Sector6 Brings Extreme Air Sports to NOLA
During her battle with breast cancer, Leslie Conway, a French Quarter resident of 16 years, started jumping on an indoor mini trampoline to aid her recovery and increase her fitness level.
“I was looking for exercises to do in the house after I was diagnosed with breast cancer,” said Conway, who began using the mini trampoline about six years ago. “I read from several sources that it is good for the lymphatic system, that jumping helps move the toxins out of the body.”
Other benefits, as noted by Conway, are that working out on a mini trampoline can be easy on the joints and help with coordination, balance and circulation.
“I began jumping on the mini trampoline because it was not as stressful on my joints, particularly my knees,” Conway said. She pointed out that running had caused her some knee pain in the past. “But I like how the overall movement on the trampoline can massage my entire body in a gentler way,” admits Conway.
This high-energy, low-impact exercise is not only practiced at home, but has developed into structured aerobic classes at local gyms, health clubs and fitness centers. A new location, Sector6 Extreme Air Sports in Elmwood Park, has jumped ahead of other facilities and offers trampoline classes to adults at their 44,000-square-foot trampoline park inside a gigantic warehouse. With more than 60 trampolines, Sector6 has a variety of activities from KidJump to Family Night, equipped with dodgeball courts, bounce boards, launching pads and foam pits.
"[It] sort of makes you feel like a kid again."
“SectorFit classes are unique,” said Hamid Thompson, General Manager and a SectorFit instructor. “Once a person comes to class, we push them hard. But they are learning skills in the classes while having fun. Each class is different, so we work with the students at their level.”
Since Mardi Gras, Sector6 has been offering two types of trampoline classes on Mondays, Wednesdays and Fridays. The first SectorFit class is geared toward a cardio workout, held from 7 to 8 a.m. According to Thompson, the focus is on elevating the heart rate with less emphasis on form. He said, “This is a cardio-based class where we beat the students up a little bit and they love it.”
Following the initial morning class, the second class scheduled from 8 to 9 am concentrates more on body control and awareness while performing the trampoline exercises. Thompson stated that the instructor takes time to show proper form for jumping exercises, which results in more core work and abdominal control.
“You can see the physical benefits in appearance from taking the classes,” Thompson explained. “We use every part of this trampoline park. We even use the foam pits for conditioning exercises. As students become better in the classes, they see the results while having fun.”
The cost to participate in a SectorFit class is $15 per class, three classes for $35 or six classes for $65. Since this is a new program, Thompson and his team of gravity coaches have yet to explore all options for additional trampoline programs and classes at Sector6.

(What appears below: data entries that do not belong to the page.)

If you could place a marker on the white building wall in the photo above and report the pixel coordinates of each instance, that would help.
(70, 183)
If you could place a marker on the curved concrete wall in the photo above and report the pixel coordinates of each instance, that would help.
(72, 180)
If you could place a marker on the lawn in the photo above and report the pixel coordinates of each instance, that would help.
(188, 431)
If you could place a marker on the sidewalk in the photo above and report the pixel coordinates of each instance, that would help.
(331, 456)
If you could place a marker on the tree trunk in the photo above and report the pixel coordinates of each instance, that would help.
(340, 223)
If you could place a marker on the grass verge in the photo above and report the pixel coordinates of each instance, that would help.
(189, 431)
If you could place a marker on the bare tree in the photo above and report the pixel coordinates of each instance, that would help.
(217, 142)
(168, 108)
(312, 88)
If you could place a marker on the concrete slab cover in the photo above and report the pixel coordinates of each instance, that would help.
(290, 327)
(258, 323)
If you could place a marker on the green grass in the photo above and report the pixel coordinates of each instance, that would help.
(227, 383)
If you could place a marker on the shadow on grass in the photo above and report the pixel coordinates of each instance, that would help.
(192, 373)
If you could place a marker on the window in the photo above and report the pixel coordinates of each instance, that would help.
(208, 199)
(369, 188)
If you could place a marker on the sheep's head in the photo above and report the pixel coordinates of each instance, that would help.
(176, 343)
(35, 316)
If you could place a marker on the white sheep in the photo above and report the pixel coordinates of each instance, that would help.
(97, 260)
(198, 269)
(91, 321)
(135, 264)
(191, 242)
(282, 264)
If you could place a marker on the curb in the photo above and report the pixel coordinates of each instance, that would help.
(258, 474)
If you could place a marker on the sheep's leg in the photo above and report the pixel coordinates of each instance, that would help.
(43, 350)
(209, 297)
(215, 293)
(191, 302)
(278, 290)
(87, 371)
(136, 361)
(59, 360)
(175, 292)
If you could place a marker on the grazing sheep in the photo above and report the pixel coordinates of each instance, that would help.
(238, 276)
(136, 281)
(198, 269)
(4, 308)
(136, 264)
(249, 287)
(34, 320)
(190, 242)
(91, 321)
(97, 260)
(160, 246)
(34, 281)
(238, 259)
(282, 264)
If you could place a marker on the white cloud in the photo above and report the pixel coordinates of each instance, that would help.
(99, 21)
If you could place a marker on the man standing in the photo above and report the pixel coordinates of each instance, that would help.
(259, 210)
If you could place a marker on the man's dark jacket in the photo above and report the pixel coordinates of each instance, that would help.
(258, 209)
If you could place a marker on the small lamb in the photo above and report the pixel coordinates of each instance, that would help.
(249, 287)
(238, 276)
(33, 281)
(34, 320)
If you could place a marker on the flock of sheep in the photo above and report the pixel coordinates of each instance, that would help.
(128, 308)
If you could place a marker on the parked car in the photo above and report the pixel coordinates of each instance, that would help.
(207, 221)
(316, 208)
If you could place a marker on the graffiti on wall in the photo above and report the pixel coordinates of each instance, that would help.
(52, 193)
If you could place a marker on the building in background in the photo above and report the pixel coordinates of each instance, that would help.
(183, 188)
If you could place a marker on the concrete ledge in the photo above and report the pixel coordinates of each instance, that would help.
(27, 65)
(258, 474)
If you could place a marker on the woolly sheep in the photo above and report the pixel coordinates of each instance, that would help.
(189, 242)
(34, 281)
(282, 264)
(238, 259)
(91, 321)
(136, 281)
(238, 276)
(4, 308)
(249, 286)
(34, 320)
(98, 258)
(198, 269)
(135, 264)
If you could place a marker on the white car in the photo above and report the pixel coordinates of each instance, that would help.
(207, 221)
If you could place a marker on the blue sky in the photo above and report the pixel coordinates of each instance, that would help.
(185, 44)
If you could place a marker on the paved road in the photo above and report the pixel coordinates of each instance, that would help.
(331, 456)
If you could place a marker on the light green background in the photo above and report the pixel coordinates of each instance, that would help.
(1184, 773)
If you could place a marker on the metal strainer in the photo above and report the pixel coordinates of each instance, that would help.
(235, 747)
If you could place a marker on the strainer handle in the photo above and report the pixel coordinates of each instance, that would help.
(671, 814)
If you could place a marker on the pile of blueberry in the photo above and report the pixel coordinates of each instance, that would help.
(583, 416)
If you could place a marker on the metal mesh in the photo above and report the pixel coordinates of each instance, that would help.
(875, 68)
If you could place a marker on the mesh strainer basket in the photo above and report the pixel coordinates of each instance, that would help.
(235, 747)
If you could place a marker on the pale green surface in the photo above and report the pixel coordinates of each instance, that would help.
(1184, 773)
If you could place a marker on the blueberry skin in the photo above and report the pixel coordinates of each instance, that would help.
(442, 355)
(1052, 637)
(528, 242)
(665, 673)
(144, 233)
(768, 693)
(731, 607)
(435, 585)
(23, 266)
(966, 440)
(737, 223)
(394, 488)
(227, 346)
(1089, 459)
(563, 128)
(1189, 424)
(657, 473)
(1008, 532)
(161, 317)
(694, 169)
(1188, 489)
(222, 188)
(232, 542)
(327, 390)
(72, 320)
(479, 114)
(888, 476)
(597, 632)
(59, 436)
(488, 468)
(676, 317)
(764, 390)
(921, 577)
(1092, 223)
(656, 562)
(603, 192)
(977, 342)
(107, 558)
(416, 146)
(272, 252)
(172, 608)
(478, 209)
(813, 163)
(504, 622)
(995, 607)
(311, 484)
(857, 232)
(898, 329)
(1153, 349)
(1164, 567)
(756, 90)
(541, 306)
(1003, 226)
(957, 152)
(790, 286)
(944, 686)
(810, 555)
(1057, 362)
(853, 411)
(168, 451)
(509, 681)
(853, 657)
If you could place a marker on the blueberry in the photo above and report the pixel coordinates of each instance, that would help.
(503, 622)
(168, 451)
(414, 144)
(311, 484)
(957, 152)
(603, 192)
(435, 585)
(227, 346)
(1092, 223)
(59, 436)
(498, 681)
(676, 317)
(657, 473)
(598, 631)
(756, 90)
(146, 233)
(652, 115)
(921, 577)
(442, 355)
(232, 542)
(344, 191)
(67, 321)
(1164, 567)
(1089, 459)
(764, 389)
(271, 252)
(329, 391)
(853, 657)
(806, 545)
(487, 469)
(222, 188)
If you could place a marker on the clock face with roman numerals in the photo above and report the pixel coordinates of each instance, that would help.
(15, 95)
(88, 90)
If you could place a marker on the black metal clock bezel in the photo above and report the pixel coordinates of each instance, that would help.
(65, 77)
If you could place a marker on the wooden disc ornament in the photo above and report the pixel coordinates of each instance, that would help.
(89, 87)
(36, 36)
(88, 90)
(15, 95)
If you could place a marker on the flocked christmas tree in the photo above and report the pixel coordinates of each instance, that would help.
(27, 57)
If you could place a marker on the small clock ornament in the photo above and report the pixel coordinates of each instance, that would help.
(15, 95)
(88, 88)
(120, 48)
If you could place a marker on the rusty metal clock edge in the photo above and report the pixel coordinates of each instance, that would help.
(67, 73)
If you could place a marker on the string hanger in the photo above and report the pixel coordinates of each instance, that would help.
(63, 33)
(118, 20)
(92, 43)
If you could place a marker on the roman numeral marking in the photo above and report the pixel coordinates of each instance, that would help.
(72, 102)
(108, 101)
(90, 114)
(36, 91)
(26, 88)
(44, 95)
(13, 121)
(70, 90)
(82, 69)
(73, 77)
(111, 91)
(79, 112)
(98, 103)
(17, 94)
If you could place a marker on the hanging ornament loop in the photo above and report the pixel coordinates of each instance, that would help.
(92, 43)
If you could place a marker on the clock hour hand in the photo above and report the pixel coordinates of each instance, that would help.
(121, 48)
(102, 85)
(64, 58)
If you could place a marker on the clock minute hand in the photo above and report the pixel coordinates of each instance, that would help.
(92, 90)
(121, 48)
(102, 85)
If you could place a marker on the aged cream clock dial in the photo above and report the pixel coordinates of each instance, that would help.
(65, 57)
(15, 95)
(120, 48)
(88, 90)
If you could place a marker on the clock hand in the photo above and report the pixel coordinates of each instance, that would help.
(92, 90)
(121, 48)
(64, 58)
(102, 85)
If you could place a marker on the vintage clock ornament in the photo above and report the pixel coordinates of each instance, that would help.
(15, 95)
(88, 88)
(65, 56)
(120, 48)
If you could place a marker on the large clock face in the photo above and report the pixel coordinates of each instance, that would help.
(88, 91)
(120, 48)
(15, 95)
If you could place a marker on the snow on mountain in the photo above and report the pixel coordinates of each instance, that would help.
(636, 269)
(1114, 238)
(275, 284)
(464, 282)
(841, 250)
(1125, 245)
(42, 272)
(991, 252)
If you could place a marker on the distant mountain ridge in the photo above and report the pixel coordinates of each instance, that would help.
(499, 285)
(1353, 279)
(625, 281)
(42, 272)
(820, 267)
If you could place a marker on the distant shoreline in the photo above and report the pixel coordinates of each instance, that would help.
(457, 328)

Trampoline classes that incorporate individual mini trampolines have also grown in popularity across the country. Jumping in structured fitness classes can tone arms, target core and abdominal muscles and condition the lower body. In one 45-minute class, fitness instructor and JumpLife owner Montserrat Markou said that you can burn up to 500 calories while working out on the trampoline. His routine, JumpDance, focuses on cardio while incorporating moves like squats, jumping jacks and jogging.
Both SectorFit classes and JumpLife classes are tailored to the average adult over age 18. Thompson indicated that men and women in their 30s and 40s comprise the bulk of the SectorFit classes. “Sometimes, a few gymnasts try these classes,” he said.
So, if you're searching for a fitness alternative or if you're injured or stressed out, a trampoline class can be fun, challenging and worth the energy for adults, no matter how old you are. “A wonderful thing about mini trampolines,” said Conway about her jumping exercise routine, “is that they sort of make you feel like a kid again.”